Suppose that each player is equally likely to point/look in each of the four directions, independently from round to round. What is the probability that you win the game?

1. Why might you expect the probability to not be equal to 0.5?
2. What is the probability that you win in the first round?
3. If $$p$$ denotes the probability that the player who goes first (you) wins, what is the probability that the other player wins?
4. Condition on the result of the first round and set up an equation to solve for $$p$$.
Solution to Example 2.59
1. The player who plays first has the advantage of going first; that player can win the game in the first round, but cannot lose the game in the first round.

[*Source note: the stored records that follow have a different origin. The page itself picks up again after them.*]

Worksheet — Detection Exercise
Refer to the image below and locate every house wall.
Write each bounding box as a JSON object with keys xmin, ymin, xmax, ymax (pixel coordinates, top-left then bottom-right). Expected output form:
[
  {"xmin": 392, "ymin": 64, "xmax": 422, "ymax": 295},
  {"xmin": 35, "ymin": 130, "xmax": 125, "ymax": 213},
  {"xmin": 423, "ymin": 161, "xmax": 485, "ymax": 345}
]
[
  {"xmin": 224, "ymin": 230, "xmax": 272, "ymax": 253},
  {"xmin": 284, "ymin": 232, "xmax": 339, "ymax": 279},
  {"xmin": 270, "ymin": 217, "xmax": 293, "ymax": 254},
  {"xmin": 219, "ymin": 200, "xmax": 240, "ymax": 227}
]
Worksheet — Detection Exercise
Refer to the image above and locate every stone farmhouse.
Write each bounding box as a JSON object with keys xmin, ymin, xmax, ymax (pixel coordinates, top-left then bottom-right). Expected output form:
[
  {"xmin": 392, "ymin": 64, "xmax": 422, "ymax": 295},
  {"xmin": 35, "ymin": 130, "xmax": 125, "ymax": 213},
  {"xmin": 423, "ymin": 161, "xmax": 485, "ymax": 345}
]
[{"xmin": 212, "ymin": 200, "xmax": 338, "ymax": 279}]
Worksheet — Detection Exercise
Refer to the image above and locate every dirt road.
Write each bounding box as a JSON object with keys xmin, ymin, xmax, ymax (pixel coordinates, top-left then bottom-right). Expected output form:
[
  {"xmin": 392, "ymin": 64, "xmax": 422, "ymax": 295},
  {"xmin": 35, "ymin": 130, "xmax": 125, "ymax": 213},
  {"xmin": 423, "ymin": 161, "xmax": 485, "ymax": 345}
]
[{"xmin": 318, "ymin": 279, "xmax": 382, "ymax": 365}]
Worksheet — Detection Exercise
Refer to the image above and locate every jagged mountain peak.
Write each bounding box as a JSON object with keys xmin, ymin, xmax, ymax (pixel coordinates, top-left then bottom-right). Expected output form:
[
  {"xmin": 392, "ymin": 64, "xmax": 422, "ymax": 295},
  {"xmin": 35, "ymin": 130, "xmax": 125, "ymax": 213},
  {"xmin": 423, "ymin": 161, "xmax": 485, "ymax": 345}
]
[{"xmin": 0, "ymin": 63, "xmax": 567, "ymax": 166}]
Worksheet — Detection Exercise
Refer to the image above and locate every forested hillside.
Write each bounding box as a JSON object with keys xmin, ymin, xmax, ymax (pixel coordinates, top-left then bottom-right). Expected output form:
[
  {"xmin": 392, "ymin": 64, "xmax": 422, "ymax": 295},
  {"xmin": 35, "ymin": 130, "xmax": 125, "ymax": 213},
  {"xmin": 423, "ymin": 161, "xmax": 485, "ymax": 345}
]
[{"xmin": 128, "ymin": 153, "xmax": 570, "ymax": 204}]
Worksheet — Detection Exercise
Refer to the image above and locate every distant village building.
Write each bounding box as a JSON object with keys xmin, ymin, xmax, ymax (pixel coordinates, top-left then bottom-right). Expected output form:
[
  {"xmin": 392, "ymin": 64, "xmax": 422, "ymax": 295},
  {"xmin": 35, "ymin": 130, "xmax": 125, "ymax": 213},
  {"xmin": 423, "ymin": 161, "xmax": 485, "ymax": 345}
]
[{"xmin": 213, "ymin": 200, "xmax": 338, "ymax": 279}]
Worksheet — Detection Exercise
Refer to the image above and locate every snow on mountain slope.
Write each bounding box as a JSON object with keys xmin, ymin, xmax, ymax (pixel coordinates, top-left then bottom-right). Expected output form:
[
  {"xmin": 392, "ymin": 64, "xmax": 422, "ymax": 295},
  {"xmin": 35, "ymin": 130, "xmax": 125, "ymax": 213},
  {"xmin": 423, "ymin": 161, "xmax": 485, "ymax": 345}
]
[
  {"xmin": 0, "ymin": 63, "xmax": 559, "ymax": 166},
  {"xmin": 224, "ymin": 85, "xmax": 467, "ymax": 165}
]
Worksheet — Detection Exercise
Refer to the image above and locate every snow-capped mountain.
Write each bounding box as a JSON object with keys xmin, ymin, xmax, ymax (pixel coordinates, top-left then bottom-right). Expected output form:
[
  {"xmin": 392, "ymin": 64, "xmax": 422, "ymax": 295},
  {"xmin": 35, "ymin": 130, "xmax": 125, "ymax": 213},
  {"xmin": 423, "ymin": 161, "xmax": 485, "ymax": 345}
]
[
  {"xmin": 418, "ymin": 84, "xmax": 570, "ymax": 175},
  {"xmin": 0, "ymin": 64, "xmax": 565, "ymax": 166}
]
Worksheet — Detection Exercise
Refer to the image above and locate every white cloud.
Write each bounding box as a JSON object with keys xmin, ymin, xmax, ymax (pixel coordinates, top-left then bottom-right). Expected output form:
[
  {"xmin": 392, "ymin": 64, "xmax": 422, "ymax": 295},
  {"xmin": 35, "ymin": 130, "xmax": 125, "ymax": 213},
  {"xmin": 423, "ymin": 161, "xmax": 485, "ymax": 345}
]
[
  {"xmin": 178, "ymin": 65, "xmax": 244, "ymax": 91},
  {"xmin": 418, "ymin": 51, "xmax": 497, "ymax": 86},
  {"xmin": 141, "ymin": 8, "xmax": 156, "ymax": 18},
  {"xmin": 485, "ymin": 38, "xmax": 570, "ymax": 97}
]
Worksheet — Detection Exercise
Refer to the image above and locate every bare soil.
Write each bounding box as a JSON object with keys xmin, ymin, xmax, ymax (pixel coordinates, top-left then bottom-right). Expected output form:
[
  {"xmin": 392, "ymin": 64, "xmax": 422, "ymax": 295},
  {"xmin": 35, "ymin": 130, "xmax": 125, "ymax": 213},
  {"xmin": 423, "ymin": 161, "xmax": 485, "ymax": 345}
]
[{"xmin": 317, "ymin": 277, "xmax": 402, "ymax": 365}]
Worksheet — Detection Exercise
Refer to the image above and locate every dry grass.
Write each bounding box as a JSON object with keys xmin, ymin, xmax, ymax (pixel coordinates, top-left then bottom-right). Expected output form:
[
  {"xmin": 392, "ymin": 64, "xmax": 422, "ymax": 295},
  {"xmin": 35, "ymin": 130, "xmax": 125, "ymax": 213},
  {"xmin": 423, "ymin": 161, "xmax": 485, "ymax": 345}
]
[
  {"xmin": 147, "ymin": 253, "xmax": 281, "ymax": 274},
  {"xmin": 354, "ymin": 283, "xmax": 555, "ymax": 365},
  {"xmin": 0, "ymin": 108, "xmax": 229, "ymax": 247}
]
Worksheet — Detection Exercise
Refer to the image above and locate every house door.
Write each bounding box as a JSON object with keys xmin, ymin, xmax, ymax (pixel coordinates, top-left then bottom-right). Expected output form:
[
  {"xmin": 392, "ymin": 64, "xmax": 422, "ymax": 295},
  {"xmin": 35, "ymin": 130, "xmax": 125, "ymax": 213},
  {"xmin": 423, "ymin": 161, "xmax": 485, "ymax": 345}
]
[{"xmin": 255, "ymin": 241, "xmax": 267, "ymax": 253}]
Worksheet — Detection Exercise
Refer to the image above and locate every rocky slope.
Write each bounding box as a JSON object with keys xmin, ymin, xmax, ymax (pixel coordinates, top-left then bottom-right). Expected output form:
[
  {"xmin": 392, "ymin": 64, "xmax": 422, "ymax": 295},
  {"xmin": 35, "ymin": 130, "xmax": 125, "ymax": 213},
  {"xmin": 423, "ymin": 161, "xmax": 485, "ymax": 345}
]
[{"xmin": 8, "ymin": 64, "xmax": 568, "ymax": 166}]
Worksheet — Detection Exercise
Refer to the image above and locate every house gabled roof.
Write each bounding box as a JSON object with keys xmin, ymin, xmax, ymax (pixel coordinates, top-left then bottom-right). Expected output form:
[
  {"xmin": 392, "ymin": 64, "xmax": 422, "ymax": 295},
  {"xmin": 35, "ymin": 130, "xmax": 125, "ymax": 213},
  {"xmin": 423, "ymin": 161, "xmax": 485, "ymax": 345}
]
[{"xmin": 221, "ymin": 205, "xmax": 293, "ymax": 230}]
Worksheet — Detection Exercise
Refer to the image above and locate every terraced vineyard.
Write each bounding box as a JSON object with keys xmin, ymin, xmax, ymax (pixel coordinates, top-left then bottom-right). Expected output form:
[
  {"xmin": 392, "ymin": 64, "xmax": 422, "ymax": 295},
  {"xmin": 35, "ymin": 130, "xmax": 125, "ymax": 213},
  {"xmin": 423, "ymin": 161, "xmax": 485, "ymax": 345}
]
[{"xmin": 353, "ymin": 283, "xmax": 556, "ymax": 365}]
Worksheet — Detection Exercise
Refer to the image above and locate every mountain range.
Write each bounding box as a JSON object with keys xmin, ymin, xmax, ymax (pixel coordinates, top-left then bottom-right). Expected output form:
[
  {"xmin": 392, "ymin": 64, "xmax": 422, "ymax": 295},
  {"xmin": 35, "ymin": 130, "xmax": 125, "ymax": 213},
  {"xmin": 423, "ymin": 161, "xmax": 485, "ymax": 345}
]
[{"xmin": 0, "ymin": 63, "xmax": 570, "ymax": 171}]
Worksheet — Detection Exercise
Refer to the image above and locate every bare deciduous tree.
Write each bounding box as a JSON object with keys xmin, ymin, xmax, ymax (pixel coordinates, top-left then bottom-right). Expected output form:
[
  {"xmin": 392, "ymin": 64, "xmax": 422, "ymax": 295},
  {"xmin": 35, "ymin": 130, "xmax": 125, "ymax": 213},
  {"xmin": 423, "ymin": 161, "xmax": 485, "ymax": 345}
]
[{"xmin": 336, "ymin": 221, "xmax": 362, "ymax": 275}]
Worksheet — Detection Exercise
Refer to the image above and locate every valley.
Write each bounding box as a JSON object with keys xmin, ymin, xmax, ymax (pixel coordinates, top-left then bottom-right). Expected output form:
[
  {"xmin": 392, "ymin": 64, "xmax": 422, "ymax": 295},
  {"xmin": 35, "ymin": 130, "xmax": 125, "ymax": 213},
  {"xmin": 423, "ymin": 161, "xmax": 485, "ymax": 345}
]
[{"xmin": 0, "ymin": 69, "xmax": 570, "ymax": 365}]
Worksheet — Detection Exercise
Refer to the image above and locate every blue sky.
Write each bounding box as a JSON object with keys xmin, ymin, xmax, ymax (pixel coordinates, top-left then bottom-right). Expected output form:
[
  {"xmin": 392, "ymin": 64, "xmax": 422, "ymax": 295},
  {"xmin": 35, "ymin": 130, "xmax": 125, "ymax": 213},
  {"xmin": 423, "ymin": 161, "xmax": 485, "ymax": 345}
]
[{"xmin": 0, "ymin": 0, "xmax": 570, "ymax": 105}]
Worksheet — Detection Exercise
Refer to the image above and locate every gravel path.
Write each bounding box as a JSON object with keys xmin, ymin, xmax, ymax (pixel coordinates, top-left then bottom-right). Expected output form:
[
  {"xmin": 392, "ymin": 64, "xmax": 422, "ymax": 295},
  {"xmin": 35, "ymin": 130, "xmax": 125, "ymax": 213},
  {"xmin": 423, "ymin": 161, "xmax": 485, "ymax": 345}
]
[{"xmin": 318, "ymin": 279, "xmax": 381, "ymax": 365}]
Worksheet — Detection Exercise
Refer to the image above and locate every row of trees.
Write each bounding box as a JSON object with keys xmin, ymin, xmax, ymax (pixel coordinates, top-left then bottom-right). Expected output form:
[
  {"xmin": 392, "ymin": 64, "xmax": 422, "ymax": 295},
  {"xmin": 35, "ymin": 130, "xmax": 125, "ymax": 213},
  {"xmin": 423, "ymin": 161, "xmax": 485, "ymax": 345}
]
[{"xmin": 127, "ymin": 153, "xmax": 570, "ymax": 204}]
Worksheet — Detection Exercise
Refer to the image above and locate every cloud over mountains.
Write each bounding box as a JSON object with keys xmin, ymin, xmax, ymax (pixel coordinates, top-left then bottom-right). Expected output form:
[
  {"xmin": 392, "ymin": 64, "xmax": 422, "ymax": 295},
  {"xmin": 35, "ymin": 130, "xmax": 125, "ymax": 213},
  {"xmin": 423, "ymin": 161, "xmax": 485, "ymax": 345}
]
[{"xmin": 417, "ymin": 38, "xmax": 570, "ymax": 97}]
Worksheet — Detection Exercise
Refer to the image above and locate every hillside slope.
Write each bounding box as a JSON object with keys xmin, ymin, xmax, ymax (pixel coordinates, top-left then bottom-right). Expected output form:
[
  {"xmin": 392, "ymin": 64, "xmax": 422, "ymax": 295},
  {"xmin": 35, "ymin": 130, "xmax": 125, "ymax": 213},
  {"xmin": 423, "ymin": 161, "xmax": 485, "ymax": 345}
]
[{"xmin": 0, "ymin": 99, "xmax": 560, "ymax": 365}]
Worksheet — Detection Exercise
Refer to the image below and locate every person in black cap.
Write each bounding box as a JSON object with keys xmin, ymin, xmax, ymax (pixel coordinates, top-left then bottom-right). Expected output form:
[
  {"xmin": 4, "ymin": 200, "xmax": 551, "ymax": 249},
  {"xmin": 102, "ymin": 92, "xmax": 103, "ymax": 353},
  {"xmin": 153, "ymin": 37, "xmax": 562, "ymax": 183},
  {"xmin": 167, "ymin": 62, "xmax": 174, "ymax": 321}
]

So we might expect the player who goes first to be more likely to win than the other player.
2. 1/4. If we represent an outcome in the first round as a pair (point, look) then there are 16 possible equally likely outcomes, of which 4 represent pointing and looking in the same direction. Alternatively, whichever direction you point, the probability that your friend looks in the same direction is 1/4.
3. $$1-p$$, since the game keeps going until someone wins.
4. Here is where we use conditioning and the law of total probability. Let $$A$$ be the event that you win the game, and $$B$$ be the event that you win in the first round. By the law of total probability $\textrm{P}(A) = \textrm{P}(A|B)\textrm{P}(B) + \textrm{P}(A|B^c)\textrm{P}(B^c)$ Now $$\textrm{P}(A)=p$$, $$\textrm{P}(B)=1/4$$, $$\textrm{P}(B^c)=3/4$$, and $$\textrm{P}(A|B)=1$$ since if you win in the first round then you win the game. Now consider $$\textrm{P}(A|B^c)$$. If you don’t win in the first round, it is like the game starts over with the other playing going first. In this scenario, you play the role of the player who does not go first, and we saw above that the probability that the player who does not go first wins is $$1-p$$. That is, $$\textrm{P}(A|B^c) = 1-p$$. Therefore $p = (1)(1/4)+ (1-p)(3/4)$ Solve to find $$p=4/7\approx 0.57$$.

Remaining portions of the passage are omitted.